Forts de l'accueil enthousiaste réservé à leur concept LC-LF, les stylistes ont su injecter de l'émotion dans les lignes, élégantes mais un peu trop complexes, de la firme japonaise. Pour eux, cette voiture se construit autour d'une calandre imposante, code esthétique figurant dorénavant - et obligatoirement - sur l'ensemble de la production de ce constructeur.

Walter Da Silva (Groupe VW), Ian Callum (Jaguar) et Peter Schreyer (Kia), pour ne nommer qu'eux, vous diront que dessiner un coupé constitue un exercice dont rêve toute la profession. Un tel modèle concentre à lui seul les grands thèmes romantiques de l'automobile (la sportivité, la fluidité, la majesté) sans trop devoir se soucier de contraintes pragmatiques (habitabilité, volume du coffre, accessibilité aux places arrière, etc.).

Conçu sur un châssis qu'il partage avec l'actuelle berline IS, le RC déploie sa beauté bourgeoise avec assurance. Basse, presque aussi effilée que la fantomatique LF-A, cette longue voiture offre au regard ses lignes délicieusement agressives, mais un brin surchargées à l'arrière avec des ailettes en plastique clinquantes et de mauvais goût, et un pare-chocs protubérant - ou est-il seulement torturé? Les accostages de carrosserie sont impeccables et les phares ciselés, soulignés d'un crochet de diodes luminescentes.

Son statut de coupé soumet cependant le RC à de fortes contraintes. Celui-ci doit trouver sa clientèle chez ceux et celles n'ayant plus ou pas encore de grands enfants à promener.

On ne sera donc pas surpris de constater que l'espace dévolu aux deux passagers arrière est plutôt mesuré et difficilement accessible. Le coffre n'est guère plus vaste, mais celui-ci a été calibré - clin d'oeil à l'appui - pour accueillir deux sacs de golf, l'unité de volume en vigueur dans la catégorie.

Le dessin incliné du pavillon, qui réduit singulièrement la garde au toit, n'arrange rien. À l'avant, en revanche, tout n'est que luxe, calme et volupté. Ambiance raffinée, matériaux moelleux, tableau de bord élégant (la version F Sport reprend des éléments visuels de la LF-A), ergonomie rigoureuse. On ne manquera pas d'apprécier la disparition de l'archaïque «souris» pour naviguer dans les menus et sous-menus de l'ordinateur de bord. Désormais, il suffit de glisser un doigt sur une plaque opaque aussi conviviale qu'une tablette électronique.

Au chapitre de la nomenclature, le RC propose six configurations. Essentiellement des groupes d'options.

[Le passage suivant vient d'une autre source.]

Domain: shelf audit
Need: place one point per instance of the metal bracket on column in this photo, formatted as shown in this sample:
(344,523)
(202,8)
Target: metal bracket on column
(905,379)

La direction canadienne de Lexus publicisera les tarifs peu de temps avant la sortie de ce modèle à l'automne. Mais elle confirme néanmoins que le coût du ticket d'entrée se trouvera quelque part dans les 50 000 $.

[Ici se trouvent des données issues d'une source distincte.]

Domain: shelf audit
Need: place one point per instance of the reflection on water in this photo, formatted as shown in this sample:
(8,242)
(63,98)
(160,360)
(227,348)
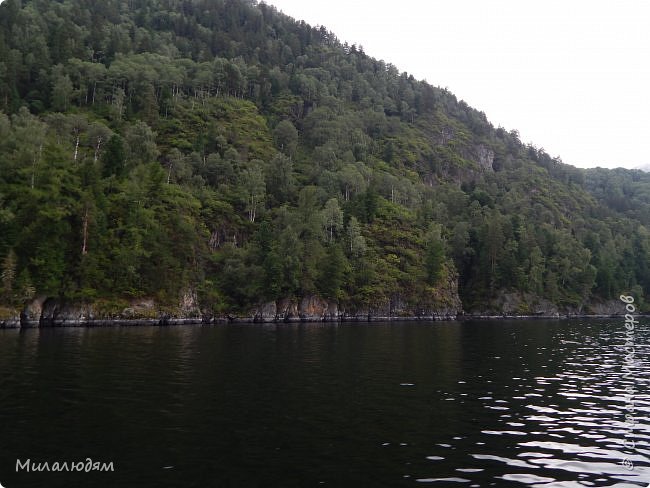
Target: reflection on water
(509,403)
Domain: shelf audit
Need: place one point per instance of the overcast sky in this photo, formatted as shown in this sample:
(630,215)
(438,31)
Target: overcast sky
(572,76)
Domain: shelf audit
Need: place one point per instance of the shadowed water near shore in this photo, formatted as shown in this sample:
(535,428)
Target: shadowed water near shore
(485,403)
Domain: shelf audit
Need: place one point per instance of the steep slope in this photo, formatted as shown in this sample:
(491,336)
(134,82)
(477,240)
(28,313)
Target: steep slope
(221,155)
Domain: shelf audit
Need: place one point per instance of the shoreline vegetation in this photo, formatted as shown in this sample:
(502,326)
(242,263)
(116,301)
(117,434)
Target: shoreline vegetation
(12,324)
(216,158)
(52,313)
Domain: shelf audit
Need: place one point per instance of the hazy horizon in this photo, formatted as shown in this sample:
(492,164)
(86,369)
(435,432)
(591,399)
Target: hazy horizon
(569,77)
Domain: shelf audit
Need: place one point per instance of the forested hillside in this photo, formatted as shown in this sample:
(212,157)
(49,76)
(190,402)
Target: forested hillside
(218,148)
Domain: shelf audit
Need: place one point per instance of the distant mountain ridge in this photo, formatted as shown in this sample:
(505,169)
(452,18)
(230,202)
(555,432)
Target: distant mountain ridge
(222,157)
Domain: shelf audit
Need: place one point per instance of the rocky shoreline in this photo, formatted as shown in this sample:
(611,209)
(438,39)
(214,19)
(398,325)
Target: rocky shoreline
(51,312)
(17,323)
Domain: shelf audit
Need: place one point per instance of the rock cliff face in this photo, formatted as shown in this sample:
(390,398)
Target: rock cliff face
(513,304)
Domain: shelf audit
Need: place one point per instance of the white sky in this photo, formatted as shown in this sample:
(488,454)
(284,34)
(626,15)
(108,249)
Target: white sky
(572,76)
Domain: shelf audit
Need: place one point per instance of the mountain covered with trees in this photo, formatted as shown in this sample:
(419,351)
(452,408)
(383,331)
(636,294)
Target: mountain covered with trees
(223,151)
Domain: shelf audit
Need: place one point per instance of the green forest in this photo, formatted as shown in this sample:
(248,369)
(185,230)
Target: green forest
(155,148)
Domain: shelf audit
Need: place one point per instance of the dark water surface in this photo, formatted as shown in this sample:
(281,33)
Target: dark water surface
(489,403)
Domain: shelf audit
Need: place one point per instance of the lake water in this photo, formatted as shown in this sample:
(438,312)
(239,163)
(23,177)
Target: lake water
(483,403)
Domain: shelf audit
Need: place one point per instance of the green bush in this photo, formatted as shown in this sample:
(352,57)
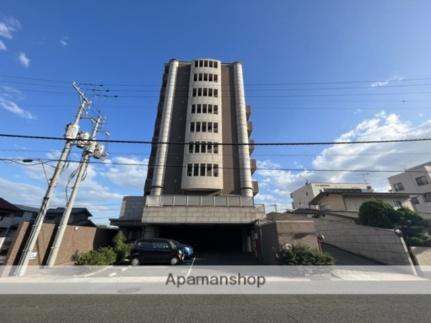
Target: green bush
(100,257)
(121,247)
(303,255)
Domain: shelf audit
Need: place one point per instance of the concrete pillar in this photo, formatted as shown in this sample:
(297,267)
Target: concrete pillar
(165,125)
(241,121)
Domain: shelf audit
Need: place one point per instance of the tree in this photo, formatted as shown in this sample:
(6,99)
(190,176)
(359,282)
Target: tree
(298,255)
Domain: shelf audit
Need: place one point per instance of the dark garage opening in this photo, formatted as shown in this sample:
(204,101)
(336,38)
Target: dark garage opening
(207,238)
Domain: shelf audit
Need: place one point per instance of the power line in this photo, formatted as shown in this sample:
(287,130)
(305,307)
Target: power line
(297,169)
(291,143)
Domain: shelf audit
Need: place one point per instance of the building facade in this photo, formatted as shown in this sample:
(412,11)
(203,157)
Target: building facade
(200,166)
(417,182)
(302,197)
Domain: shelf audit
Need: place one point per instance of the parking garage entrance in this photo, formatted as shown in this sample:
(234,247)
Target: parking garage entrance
(232,238)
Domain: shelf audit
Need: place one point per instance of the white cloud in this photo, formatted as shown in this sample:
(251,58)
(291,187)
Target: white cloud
(24,60)
(8,27)
(387,81)
(389,156)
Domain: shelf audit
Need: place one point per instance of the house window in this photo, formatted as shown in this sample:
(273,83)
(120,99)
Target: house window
(422,180)
(398,187)
(427,197)
(209,170)
(215,170)
(414,200)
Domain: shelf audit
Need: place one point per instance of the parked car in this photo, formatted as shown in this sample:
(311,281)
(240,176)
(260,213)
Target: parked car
(155,251)
(186,249)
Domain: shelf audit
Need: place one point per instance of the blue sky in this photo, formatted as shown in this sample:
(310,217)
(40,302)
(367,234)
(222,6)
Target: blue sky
(314,70)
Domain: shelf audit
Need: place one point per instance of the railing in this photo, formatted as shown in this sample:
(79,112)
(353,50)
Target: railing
(193,200)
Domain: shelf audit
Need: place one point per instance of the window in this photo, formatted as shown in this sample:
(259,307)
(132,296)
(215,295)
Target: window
(422,180)
(414,200)
(209,170)
(398,187)
(215,170)
(427,197)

L'audace ne s'est pas glissée sous le capot

L'audace dont fait preuve le RC sur le plan du style ne trouve pas écho sur le plan technique. Une critique qui en fait n'en est pas une. En effet, le marché des coupés est si étroit que tous les constructeurs soucieux d'y inscrire un représentant doivent - sous peine de ne jamais le produire - le dériver très étroitement de véhicules de plus «grande diffusion». Dans le cas présent, le RC puise majoritairement ses composants auprès de la berline IS. Rien à dire là-dessus: la marque suit la recette de ses rivaux.

En revanche, on constate avec agacement que cette Lexus va à l'encontre des vents dominants. Alors que l'heure est au downsizing (diminuer la cylindrée des moteurs pour en extraire les mêmes performances avec une consommation revue à la baisse), ce modèle retient uniquement les services du V6 de 3,5 litres maison.

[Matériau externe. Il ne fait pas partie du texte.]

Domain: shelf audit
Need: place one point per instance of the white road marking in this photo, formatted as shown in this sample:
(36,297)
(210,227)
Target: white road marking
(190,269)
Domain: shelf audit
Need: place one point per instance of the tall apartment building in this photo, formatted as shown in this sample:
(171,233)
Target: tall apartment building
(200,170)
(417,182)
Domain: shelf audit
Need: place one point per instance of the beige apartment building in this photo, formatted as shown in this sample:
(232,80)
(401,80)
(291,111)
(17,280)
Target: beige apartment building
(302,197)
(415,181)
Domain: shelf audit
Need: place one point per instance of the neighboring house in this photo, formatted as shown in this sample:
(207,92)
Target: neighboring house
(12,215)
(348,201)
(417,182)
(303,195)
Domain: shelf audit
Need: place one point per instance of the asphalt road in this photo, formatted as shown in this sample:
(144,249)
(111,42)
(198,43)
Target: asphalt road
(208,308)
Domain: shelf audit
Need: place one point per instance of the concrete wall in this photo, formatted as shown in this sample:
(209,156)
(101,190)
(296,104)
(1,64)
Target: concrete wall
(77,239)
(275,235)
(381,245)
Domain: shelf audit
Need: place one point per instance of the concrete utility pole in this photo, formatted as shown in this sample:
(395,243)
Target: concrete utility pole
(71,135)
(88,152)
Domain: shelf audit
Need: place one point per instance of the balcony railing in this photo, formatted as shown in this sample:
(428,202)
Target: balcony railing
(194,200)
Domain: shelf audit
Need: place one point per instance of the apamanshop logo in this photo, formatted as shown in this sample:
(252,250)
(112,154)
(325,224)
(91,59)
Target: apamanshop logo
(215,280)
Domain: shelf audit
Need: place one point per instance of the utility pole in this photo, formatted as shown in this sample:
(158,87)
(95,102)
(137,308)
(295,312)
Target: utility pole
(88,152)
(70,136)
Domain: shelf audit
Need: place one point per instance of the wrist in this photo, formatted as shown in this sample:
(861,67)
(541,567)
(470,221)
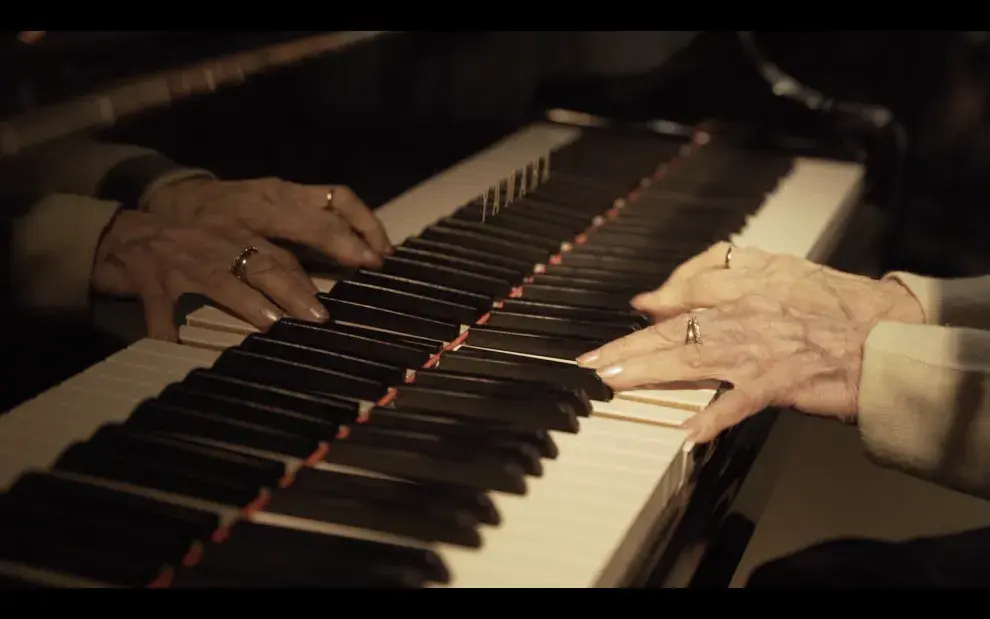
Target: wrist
(904,306)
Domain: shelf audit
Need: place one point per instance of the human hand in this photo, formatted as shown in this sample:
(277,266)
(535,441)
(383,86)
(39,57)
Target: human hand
(704,281)
(272,208)
(772,354)
(144,255)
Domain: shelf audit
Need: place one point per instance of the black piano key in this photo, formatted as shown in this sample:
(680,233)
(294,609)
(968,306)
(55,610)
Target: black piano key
(94,461)
(569,400)
(366,344)
(242,408)
(518,220)
(296,376)
(616,288)
(471,405)
(154,416)
(584,314)
(517,266)
(462,277)
(454,427)
(336,410)
(353,365)
(555,347)
(549,244)
(481,362)
(428,458)
(10,581)
(577,297)
(101,502)
(476,266)
(222,464)
(618,265)
(157,547)
(554,214)
(495,447)
(406,302)
(36,546)
(426,346)
(427,289)
(283,547)
(633,280)
(548,325)
(388,514)
(518,249)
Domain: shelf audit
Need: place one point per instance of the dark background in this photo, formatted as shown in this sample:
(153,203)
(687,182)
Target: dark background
(385,116)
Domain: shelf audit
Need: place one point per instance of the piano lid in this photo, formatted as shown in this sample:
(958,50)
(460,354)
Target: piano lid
(83,81)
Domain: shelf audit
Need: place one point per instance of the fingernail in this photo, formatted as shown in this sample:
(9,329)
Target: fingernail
(271,315)
(609,372)
(319,313)
(588,358)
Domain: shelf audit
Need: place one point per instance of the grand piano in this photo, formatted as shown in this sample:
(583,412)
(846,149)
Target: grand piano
(436,432)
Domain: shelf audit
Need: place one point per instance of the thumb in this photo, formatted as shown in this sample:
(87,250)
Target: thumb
(731,408)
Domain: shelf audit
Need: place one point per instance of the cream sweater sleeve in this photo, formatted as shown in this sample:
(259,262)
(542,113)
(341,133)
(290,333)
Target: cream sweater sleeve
(925,389)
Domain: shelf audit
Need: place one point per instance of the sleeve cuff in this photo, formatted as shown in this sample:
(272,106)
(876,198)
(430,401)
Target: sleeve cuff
(921,403)
(132,181)
(963,302)
(52,251)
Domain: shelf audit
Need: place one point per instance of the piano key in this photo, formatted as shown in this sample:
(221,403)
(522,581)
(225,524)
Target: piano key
(402,284)
(405,302)
(438,270)
(389,320)
(386,374)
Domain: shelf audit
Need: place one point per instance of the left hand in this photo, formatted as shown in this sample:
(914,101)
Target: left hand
(272,208)
(772,354)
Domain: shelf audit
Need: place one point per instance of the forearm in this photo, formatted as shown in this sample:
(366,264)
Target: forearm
(963,302)
(51,250)
(924,403)
(117,172)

Cette motorisation au rendement sans histoire, faut-il le préciser, ne fait guère saliver pour l'avant-garde de ses technologies ni pour sa capacité à siroter tranquillement l'essence (super) dans son réservoir. Et la déception n'en est d'ailleurs que plus grande lorsque le RC agrafe un rouage intégral à ses «pieds». Idéal pour affronter en toute sérénité les conditions climatiques qui sévissent chez nous, ce mode d'entraînement limite à six le nombre de rapports de la boîte de vitesses. La version propulsée (roues arrière motrices) en compte deux de plus et une gestion plus fine.

Au RC, dont les suspensions ont été élaborées selon un compromis plus porté sur le confort que la sportivité, sont dévolues des qualités dynamiques dignes de son rang, pour peu que l'acheteur coche le groupe F Sport offert en option. Ce dernier propose des éléments suspenseurs adaptatifs plus efficaces et une direction plus franche et plus précise à démultiplication variable.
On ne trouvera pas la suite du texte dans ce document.